The authors performed a systematic search of the MEDLINE and EMBASE databases, as well as databases of the American Society of Clinical Oncology and the San Antonio Breast Cancer Symposium, to identify trials that compared aromatase inhibitors and tamoxifen as primary anti-estrogen treatment in postmenopausal women. Seven trials with a total of 30,023 patients were selected. The analysis focused on serious side effects, including cardiovascular disease, cerebrovascular disease (mainly stroke), bone fractures, thromboembolic events (blood clots), endometrial cancer (uterine cancer) and other new cancers (not including new breast cancer).

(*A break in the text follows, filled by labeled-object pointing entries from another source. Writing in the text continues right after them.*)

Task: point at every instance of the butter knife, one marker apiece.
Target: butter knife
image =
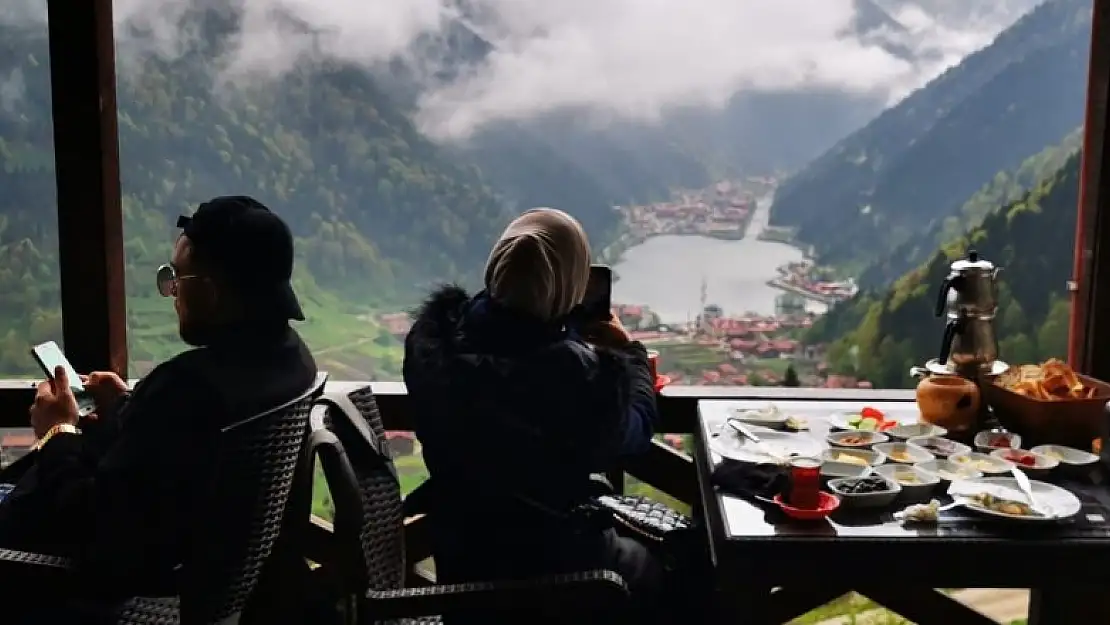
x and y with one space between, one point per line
1022 481
743 430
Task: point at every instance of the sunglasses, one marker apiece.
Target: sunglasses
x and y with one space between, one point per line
168 278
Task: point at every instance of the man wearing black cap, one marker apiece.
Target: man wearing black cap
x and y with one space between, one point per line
118 494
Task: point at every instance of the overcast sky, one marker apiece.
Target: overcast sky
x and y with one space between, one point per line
633 58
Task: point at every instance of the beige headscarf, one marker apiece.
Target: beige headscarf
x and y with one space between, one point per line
541 264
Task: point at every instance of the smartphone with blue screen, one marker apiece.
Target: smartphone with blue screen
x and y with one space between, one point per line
50 356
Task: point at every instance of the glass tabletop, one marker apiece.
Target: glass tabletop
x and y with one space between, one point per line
745 520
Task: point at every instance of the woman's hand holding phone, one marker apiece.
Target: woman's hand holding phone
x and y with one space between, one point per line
609 333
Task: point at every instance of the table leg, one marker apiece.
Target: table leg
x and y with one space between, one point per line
1071 604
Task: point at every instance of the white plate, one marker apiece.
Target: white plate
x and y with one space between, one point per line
768 416
732 445
839 420
1056 502
1066 455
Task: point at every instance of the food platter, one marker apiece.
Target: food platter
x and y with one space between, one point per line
767 416
1055 503
733 445
867 420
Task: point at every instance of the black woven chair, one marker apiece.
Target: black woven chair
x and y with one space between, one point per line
230 540
369 532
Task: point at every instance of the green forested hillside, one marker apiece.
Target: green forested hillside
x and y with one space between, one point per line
879 335
379 211
917 161
1005 188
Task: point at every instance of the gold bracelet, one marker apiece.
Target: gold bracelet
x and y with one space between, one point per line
60 429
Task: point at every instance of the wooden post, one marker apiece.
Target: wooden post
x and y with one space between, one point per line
1089 288
90 224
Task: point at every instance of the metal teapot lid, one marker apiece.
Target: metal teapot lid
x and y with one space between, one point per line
972 263
937 368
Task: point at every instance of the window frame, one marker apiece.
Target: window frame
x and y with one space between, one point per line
91 228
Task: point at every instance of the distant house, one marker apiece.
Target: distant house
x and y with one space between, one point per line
402 443
397 324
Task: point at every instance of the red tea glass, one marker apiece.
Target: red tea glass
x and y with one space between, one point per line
805 482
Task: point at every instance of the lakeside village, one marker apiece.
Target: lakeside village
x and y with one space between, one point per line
717 348
724 348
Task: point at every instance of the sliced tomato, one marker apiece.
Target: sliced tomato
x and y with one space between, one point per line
873 413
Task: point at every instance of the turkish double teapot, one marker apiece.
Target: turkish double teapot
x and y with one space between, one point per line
968 302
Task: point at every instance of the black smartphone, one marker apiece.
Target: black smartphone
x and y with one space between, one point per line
598 301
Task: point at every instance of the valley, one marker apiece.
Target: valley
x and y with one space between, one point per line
718 229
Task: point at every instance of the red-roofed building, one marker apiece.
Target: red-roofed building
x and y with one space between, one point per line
401 443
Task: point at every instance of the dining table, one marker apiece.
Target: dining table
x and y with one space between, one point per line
770 568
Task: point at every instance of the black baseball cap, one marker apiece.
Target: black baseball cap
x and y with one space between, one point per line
250 247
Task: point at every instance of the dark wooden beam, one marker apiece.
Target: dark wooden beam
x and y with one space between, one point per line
1090 285
90 224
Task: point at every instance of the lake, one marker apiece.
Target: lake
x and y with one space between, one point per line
665 272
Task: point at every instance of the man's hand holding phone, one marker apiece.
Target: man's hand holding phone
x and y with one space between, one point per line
54 403
106 389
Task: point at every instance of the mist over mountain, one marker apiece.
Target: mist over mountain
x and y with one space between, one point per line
917 162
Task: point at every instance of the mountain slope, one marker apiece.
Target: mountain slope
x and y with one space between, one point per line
1002 189
922 157
879 335
377 209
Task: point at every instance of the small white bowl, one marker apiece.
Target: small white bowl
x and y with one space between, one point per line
1069 456
837 470
907 431
918 485
865 500
982 440
856 440
871 457
1042 464
939 446
946 470
986 464
904 453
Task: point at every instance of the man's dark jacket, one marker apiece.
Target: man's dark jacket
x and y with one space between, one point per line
119 496
514 415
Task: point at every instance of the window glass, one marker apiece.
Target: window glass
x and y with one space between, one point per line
30 304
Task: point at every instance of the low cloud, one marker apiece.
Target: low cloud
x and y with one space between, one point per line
631 58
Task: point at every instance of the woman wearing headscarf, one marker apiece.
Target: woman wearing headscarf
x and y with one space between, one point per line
516 404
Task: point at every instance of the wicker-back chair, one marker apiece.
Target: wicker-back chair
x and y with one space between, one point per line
367 505
355 420
231 538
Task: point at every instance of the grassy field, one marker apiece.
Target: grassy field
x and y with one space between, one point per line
344 339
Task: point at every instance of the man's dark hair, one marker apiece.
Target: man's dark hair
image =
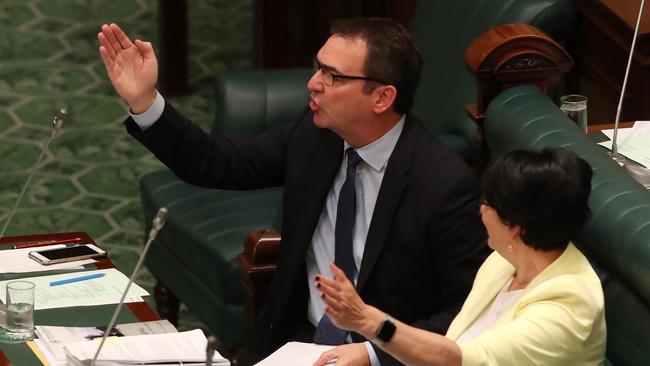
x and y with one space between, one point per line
392 55
545 193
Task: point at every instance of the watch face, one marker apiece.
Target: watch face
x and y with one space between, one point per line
386 330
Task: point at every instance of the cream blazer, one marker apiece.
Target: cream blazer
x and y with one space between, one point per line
559 320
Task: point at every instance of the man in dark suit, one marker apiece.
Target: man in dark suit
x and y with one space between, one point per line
365 186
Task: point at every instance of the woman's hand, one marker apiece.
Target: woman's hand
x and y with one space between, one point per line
354 354
345 307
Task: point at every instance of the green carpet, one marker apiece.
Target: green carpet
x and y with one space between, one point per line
89 180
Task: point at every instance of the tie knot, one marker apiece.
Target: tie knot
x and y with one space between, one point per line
353 157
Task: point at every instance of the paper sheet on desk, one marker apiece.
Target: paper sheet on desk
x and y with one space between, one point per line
295 354
98 291
184 348
639 128
636 148
18 261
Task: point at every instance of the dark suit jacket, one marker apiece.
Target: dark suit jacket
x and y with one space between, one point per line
425 240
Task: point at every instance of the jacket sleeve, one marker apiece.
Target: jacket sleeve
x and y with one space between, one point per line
204 160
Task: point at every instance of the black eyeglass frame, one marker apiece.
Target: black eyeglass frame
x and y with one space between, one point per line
318 67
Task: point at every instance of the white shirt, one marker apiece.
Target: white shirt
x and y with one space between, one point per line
503 302
370 173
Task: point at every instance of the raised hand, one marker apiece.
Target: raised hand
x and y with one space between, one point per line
131 66
344 306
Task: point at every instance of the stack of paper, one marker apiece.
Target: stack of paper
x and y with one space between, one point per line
295 354
186 348
633 143
51 339
99 291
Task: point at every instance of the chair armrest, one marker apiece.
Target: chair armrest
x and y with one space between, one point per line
250 102
259 262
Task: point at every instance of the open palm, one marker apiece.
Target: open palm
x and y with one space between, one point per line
131 67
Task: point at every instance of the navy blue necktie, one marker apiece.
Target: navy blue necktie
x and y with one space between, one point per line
326 332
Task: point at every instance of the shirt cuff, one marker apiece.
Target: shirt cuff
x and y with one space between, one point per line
151 115
372 355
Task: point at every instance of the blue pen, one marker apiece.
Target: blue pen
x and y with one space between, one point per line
77 279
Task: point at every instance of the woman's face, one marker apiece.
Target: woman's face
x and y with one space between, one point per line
499 234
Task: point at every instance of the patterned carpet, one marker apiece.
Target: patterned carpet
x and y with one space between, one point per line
89 178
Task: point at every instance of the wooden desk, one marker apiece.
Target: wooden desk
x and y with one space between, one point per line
77 316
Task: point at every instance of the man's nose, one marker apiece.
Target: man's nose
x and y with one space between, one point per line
315 84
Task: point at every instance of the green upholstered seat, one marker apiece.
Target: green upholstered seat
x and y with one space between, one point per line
194 254
617 238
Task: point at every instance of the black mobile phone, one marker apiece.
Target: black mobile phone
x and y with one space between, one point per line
67 254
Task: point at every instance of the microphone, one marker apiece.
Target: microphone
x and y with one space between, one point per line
56 126
615 154
209 349
157 224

Longer duration of aromatase inhibitor use was found to be associated with increased risk of developing bone fractures and cardiovascular disease, but a lower risk of uterine cancer and blood clots. This conforms to previous findings that tamoxifen increases the risk of uterine cancer and blood clots. Five years of treatment with aromatase inhibitors was associated with a tendency toward increased risk of non-breast cancer specific death compared to five years of tamoxifen alone or tamoxifen for two to three years followed by an aromatase inhibitor for two to three years, but this result was not statistically significant. The authors conclude that the cumulative toxicity of aromatase inhibitors when used as up-front treatment may explain the lack of overall survival benefit compared to tamoxifen despite improvements in breast cancer-free survival. Switching from tamoxifen to aromatase inhibitors reduces this toxicity and is likely the best balance between efficacy and toxicity, according to the authors.